BREXIT PARTY MEPs AND PPC RESPOND TO ‘PROJECT FEAR’ IFS REPORT
Negative claims about the possible effects of a Clean-Break Brexit have been criticised by successful business people and economists.
Two Brexit Party MEPs and a Prospective Parliamentary Candidate (PPC) argued the reported claims from the Institute of Fiscal Studies (IFS) were negative and one-sided.
Lance Forman, The Brexit Party MEP for London, said today (October 6th): ‘If you enter negative assumptions into a financial model you should not be surprised to find you get negative outcomes.
‘A Clean-Break Brexit will immediately save more than £30 billion, as well as the £13 billion, annual net contributions, potentially in perpetuity.
‘If that saving is capitalised at our long term Government bond rates, it equates to wiping out more than half of our nation’s debt.’
John Longworth, The Brexit Party MEP for Yorkshire and the Humber and the former director-general of the British Chambers of Commerce, added: ‘The IFS is nearly 50% funded by institutions linked to the EU and has a long history of making “project fear” predictions about the Brexit.
‘Post Brexit, the UK’s independent government will be in control of many economic boosting levers.
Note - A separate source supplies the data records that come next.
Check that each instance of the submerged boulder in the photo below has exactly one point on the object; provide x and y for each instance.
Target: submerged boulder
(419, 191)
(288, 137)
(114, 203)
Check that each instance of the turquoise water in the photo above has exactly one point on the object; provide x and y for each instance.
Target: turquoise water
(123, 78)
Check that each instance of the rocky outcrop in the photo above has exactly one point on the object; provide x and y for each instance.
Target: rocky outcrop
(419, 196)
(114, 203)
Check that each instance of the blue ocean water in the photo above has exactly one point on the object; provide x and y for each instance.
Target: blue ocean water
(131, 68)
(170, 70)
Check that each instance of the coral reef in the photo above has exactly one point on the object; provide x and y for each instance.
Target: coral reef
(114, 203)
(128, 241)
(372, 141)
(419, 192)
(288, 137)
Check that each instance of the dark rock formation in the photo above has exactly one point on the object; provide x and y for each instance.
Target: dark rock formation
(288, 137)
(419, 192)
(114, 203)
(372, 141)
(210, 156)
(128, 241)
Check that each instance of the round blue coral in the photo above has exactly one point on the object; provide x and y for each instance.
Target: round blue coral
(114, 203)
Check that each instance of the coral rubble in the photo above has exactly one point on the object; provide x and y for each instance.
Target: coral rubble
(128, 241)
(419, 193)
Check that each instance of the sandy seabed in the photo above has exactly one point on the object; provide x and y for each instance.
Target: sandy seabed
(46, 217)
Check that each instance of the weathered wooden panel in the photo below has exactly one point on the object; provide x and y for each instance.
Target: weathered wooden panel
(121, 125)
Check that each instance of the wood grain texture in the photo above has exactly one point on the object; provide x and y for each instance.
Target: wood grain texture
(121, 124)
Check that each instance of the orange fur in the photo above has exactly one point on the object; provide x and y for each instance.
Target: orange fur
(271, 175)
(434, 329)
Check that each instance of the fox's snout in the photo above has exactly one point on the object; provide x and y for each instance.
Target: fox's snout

I am confident the economy will boom and the resultant tax revenues will allow the government to reduce the deficit and debt.
‘Forecasts such as the one from the IFS are generally based on a pessimistic outlook and take no account of any actions that the government has available to it.
‘Basically, they erroneously assumed we will do nothing positive after a Clean-Break, which is plainly daft.’
The Brexit Party PPC for Poplar and Limehouse Catherine Cui is an entrepreneur who formerly worked in the Financial Stability Unit at the Bank of England.
She said: ‘With or without Brexit, the UK economy would be experiencing change.
‘We need to separate out the possible slowdown of the UK economy, which is due to a Europe-wide and even global recession, from the effects of Brexit.
‘People will continue to blame Brexit for any possible slowdown in the coming years for political reasons.
‘However, we need Brexit to happen quickly, to end uncertainty and allow us to expand trade with countries experiencing better growth than here in Europe.’
According to reports, the IFS said today that the UK economy is roughly £60 billion smaller due to the vote to Leave and a so called ‘No Deal’ Brexit could mean zero growth for two years.
It is claimed a Clean-Break is likely to more than double the deficit to around £100 billion and quotes economists at Citi bank who say undemocratically revoking Brexit would create the best prospects for the economy.